- Les faits
Un agent, professeur de chant dans deux académies de musique relevant de pouvoirs organisateurs différents est condamné par le Tribunal correctionnel pour avoir harcelé téléphoniquement une élève.
Vu la gravité de ces faits, une sanction disciplinaire de mise en disponibilité pour une durée de 3 ans lui est infligée par le pouvoir organisateur de la première académie de musique.
Une seconde sanction, de démission d’office cette fois, est notifiée à l’agent par le second pouvoir organisateur pour les mêmes faits.
L’agent sollicite l’annulation de la décision de démission d’office pour violation du principe de non bis in idem. Il estime qu’ayant été sanctionné pour ces faits une première fois, il ne pouvait subir de seconde sanction. Il poursuit en indiquant qu’en matière pénale, deux Tribunaux correctionnels n’auraient en aucun cas pu le condamner deux fois pour la même infraction.
2. La décision du Conseil d’Etat
Le Conseil d’Etat procède à l’analyse de l’étendue de non bis in idem au regard de règles concernant la procédure disciplinaire contenues dans le Décret du 6 juin 1994 fixant le statut des membres du personnel subsidiés de l’enseignement officiel subventionné.

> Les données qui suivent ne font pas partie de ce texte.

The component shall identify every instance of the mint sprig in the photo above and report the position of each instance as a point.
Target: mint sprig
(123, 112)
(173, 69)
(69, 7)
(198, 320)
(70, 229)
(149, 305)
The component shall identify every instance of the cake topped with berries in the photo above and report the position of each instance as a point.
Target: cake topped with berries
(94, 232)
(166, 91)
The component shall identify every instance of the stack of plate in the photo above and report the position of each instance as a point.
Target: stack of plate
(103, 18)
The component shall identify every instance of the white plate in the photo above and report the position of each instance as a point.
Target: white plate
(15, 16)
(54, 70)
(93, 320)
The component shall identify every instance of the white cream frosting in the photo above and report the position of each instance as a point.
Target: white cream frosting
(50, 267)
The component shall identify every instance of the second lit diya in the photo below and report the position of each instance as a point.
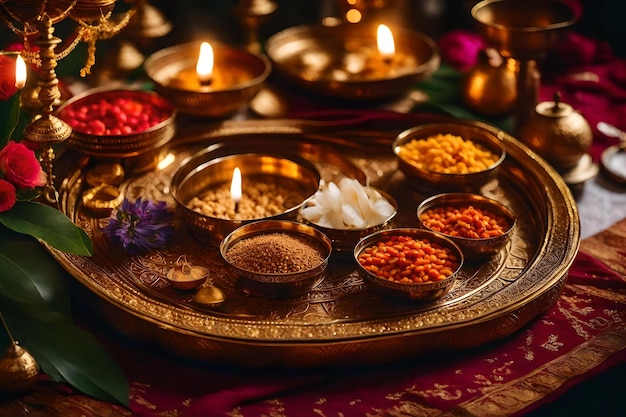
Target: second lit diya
(207, 79)
(215, 195)
(354, 61)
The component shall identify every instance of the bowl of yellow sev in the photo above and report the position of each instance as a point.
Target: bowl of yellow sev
(450, 156)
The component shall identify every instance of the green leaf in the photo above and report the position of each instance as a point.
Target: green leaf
(36, 289)
(48, 224)
(9, 117)
(71, 355)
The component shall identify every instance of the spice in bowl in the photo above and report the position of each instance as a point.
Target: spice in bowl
(409, 263)
(447, 154)
(124, 112)
(262, 196)
(479, 225)
(276, 258)
(274, 253)
(409, 260)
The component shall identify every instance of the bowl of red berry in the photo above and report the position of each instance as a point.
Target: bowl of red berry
(118, 123)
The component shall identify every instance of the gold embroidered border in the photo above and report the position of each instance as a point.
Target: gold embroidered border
(521, 393)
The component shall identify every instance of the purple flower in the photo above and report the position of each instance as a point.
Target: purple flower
(141, 226)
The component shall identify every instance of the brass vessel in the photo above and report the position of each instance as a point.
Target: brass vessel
(489, 87)
(558, 133)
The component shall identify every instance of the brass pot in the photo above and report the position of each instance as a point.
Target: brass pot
(489, 87)
(558, 133)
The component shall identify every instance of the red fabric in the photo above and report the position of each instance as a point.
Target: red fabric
(164, 385)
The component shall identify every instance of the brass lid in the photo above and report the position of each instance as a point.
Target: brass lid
(555, 109)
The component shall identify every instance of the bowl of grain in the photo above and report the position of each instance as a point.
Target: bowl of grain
(271, 187)
(276, 258)
(451, 156)
(409, 263)
(480, 226)
(347, 211)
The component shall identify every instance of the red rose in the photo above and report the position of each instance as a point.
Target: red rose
(7, 195)
(21, 167)
(7, 77)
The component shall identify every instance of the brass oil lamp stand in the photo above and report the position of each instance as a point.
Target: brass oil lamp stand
(45, 129)
(35, 20)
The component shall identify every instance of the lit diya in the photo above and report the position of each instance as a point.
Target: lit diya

Le Conseil d’Etat déclare que le principe non bis in idem a une valeur législative et qu’il ne peut donc pas prévaloir sur une norme législative expresse, en l’occurrence le Décret du 6 juin 1994. Or, ce Décret prévoit explicitement que lorsqu’un agent « est occupé » à titre définitif par deux pouvoirs organisateurs distincts, il peut être poursuivi disciplinairement par chacun d’eux. Ainsi et en application du Décret, le Conseil d’Etat reconnaît la régularité des deux sanctions disciplinaires prononcées par pouvoirs organisateurs distincts.

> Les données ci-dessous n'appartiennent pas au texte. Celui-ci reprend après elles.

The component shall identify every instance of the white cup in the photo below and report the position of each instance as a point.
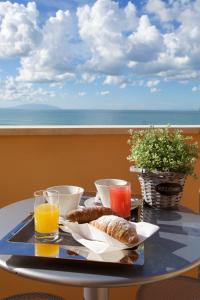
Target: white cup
(102, 186)
(69, 197)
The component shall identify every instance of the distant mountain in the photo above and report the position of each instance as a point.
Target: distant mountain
(35, 107)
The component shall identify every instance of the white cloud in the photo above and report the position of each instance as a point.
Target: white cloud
(88, 77)
(104, 93)
(103, 28)
(54, 57)
(104, 41)
(82, 94)
(153, 85)
(11, 90)
(19, 32)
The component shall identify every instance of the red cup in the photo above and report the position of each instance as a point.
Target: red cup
(120, 199)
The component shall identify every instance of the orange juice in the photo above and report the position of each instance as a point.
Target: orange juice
(46, 218)
(49, 250)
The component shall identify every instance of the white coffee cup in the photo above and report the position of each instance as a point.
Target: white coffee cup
(69, 197)
(102, 186)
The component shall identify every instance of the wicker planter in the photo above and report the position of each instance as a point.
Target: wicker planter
(160, 189)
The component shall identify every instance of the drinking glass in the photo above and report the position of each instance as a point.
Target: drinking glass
(120, 199)
(46, 215)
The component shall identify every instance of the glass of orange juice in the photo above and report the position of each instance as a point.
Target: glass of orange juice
(46, 215)
(120, 199)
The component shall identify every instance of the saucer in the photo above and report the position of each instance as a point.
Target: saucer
(135, 202)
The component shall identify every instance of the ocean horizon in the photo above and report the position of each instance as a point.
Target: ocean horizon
(18, 116)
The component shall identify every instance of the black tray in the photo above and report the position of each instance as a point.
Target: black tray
(21, 242)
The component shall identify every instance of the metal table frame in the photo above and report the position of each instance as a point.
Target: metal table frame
(173, 250)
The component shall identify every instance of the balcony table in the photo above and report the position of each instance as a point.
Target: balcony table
(174, 249)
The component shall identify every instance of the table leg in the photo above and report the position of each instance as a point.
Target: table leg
(95, 293)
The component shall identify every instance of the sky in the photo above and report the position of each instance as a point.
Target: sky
(103, 54)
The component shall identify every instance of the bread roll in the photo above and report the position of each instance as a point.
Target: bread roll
(85, 215)
(118, 228)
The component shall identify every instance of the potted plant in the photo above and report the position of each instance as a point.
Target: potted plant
(163, 158)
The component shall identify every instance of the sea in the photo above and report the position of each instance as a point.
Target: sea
(97, 117)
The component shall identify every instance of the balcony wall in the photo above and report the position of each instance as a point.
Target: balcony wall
(32, 159)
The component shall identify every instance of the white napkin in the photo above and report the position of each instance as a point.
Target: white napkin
(100, 242)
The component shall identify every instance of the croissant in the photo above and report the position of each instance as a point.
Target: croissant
(118, 228)
(130, 259)
(87, 214)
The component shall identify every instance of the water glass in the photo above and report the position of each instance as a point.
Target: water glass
(120, 199)
(46, 215)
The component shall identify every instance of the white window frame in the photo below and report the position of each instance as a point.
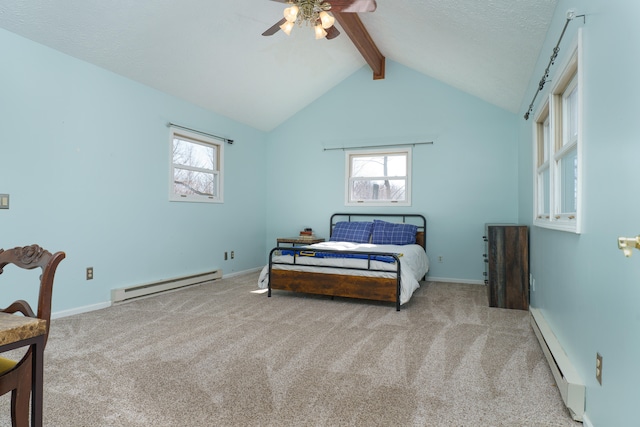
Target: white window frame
(216, 170)
(406, 151)
(550, 131)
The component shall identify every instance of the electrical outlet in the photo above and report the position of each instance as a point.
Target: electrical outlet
(599, 368)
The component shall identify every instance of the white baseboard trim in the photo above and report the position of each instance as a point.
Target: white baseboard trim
(450, 280)
(78, 310)
(243, 272)
(586, 422)
(107, 304)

Le recours est donc rejeté.
3. Que retenir ?
Tout d’abord qu’un même fait peut-être puni pénalement et disciplinairement. Qu’ensuite si l’application du principe non bis in idem fait obstacle à une double sanction du même ordre pour un même fait, cette limitation ne s’applique que pour l’autorité disciplinaire saisie de faits pouvant être qualifiés de transgressions disciplinaires. Ainsi, si l’agent relève de plusieurs autorités publiques et que chacune de ces autorités dispose d’un pouvoir disciplinaire autonome, le principe ne s’appliquera pas aux sanctions décidées par chacune de ces autorités.